Bild: Eine kleine Farbauswahl.
Es war eine dieser Schnaps- und Bierideen. „Lass es uns einfach versuchen“,
sagte Andrew Mac Dermott. Und sein Kollege Robert Bubb hob das Glas mit
Swan-Bräu und sagte „Okay“. Jahrelang hatten die beiden Fischer mit
angesehen, wie Millionen von Fischen zu Filets geschnitten wurden, ihre
Häute aber in der Fischmehlfabrik endeten. Was für eine Verschwendung,
dachten sie. Ein festes, widerstandsfähiges Material wird einfach als
Abfall entsorgt! Man müsste herausfinden, wie es haltbar zu machen wäre.

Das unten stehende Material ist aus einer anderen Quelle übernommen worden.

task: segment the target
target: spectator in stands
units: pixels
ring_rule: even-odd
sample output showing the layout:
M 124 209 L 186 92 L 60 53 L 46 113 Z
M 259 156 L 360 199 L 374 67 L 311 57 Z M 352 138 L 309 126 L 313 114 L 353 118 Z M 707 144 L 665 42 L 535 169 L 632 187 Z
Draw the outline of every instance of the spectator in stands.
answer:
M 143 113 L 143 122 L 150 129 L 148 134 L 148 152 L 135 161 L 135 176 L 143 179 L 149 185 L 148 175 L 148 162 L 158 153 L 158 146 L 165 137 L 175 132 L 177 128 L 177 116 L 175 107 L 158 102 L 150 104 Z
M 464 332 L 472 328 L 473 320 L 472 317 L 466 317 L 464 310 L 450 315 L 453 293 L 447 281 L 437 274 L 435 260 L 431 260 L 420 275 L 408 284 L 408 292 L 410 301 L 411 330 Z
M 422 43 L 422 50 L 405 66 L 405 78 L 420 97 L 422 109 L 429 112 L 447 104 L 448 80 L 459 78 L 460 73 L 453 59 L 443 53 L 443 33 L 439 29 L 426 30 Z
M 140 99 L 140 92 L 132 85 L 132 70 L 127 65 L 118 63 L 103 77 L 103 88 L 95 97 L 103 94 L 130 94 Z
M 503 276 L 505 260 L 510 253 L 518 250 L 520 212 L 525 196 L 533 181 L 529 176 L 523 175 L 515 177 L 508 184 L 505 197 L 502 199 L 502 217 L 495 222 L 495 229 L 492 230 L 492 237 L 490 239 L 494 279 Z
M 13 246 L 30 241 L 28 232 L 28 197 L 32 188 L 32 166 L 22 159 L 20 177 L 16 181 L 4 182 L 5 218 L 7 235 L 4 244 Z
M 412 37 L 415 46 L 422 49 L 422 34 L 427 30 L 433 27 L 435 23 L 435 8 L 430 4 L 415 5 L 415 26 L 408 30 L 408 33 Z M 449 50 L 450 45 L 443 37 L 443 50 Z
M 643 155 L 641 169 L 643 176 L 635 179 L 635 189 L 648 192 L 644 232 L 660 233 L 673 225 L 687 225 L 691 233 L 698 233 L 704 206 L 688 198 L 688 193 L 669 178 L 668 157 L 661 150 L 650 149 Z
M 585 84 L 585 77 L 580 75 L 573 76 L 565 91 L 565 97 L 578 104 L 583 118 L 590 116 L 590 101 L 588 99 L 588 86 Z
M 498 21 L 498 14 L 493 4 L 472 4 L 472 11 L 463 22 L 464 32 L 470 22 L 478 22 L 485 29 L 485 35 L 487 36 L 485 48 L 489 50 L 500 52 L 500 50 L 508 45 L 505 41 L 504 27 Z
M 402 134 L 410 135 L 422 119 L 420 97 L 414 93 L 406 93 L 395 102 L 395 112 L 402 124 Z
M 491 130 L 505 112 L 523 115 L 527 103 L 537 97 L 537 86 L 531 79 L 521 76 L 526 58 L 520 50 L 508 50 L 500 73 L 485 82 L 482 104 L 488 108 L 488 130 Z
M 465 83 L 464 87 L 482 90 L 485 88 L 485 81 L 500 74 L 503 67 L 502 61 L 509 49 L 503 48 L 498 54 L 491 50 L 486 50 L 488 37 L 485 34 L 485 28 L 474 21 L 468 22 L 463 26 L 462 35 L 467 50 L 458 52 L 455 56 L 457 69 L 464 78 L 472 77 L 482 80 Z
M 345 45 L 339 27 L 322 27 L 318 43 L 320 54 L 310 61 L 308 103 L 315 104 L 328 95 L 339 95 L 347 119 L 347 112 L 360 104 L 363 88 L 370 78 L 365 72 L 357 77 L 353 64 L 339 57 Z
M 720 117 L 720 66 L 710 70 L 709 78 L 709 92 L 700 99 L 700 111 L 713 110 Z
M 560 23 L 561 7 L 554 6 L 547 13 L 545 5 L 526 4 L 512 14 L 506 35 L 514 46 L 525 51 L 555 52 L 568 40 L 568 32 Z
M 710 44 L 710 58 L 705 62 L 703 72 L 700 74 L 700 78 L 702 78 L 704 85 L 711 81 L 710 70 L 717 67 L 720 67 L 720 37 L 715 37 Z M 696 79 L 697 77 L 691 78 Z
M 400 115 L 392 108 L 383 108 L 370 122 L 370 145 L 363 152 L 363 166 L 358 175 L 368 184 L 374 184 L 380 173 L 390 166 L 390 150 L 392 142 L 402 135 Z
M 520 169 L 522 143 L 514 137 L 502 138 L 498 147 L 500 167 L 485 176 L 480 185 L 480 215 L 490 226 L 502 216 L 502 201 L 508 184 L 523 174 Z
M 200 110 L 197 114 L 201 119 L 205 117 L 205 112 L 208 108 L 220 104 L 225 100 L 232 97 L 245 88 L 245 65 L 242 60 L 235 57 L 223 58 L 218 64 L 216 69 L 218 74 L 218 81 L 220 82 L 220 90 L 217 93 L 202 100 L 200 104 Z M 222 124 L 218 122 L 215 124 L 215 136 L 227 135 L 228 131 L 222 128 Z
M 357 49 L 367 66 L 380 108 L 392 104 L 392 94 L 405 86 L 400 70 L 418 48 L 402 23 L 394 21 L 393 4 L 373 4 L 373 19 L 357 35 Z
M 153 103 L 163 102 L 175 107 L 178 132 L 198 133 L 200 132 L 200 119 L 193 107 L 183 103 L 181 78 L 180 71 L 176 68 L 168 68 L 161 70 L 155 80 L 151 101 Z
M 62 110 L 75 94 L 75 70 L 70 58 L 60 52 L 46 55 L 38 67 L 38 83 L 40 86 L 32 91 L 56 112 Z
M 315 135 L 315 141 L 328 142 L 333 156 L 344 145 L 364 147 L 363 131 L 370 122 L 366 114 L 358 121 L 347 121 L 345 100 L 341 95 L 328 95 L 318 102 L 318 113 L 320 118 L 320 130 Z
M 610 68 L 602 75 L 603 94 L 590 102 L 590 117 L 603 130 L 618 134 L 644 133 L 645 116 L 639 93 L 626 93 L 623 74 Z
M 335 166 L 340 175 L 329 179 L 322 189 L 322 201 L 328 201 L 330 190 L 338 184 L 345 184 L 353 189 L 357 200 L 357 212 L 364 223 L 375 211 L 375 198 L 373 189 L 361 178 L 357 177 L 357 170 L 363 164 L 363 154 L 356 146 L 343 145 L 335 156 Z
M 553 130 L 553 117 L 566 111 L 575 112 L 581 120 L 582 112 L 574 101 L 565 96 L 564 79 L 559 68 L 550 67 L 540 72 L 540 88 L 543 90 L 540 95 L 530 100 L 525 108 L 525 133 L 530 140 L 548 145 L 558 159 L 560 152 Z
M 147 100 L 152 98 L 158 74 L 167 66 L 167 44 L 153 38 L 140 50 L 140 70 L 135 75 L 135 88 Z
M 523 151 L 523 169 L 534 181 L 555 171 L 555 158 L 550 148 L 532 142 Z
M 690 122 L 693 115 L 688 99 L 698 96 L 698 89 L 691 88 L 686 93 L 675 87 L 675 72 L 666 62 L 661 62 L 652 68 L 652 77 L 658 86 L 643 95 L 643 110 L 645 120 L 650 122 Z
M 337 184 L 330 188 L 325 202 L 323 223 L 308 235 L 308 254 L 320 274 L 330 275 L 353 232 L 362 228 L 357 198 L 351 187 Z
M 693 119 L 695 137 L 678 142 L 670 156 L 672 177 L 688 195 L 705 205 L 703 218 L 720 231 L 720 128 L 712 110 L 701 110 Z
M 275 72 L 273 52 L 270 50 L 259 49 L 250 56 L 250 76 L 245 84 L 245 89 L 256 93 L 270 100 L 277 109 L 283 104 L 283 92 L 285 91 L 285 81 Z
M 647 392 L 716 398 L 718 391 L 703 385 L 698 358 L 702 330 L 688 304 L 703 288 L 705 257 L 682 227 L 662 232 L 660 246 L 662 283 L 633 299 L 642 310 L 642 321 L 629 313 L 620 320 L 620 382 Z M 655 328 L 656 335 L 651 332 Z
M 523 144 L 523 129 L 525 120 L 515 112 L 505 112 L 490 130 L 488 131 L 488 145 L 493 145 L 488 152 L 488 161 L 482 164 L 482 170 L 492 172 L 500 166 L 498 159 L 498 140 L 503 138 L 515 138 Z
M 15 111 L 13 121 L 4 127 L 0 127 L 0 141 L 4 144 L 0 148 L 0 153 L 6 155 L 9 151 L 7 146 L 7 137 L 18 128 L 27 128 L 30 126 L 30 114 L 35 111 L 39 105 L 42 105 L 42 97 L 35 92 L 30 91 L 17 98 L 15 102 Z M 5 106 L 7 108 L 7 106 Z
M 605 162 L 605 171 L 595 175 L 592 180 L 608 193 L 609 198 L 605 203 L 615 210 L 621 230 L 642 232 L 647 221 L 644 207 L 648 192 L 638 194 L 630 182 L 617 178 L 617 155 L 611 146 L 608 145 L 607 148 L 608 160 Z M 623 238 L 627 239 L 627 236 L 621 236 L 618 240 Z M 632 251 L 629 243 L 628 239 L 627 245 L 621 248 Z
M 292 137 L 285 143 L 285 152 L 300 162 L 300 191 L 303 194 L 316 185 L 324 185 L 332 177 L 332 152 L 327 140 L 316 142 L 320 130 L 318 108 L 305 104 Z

Und genau das, beschlossen sie, würden sie tun. Das war im Jahre 1989.
Sie lasen, was über das Gerben von Fischleder zu finden war - und das war
nicht viel. Also begannen sie selbst zu experimentieren. Fünf Jahre später
war es so weit. Die beiden gaben die Fischerei endgültig auf, kauften
Gerbtrommeln und eine Bügelmaschine und machten sich selbstständig.
„Mermaid“ nannten sie ihre Firma, „Meerjungfrau“. Ohne freilich in Betr…
zu ziehen, dass dieser Name eigenartige Assoziationen auslösen könnte:
Geldbörsen aus dem Schwanz einer schönen Nixe …?
Eigentlich hat die Nutzung von Fischleder eine lange Geschichte. Ein
sibirisches Volk vom Fluss Amur, die Nanai, stellte Kleider, Rucksäcke und
sogar Zelte daraus her. Isländer trugen Schuhe aus Steinbeißerleder. Und
gerade in Mangelzeiten nutzten die Menschen es als Ersatzmaterial: Im Jahr
1939 gab es allein in Deutschland zehn Fabriken für Fischleder. Doch dieses
Wissen war verlorengegangen. Die Firmengründer und Andrews Bruder David,
der Bubb 1997 ablöste, mussten ihr Handwerk mühsam neu erlernen. Heute
haben sie einen Betrieb mit drei Angestellten in einer Wellblechhalle in
dem 10.000-Einwohner-Städtchen Esperance an der Südküste Australiens.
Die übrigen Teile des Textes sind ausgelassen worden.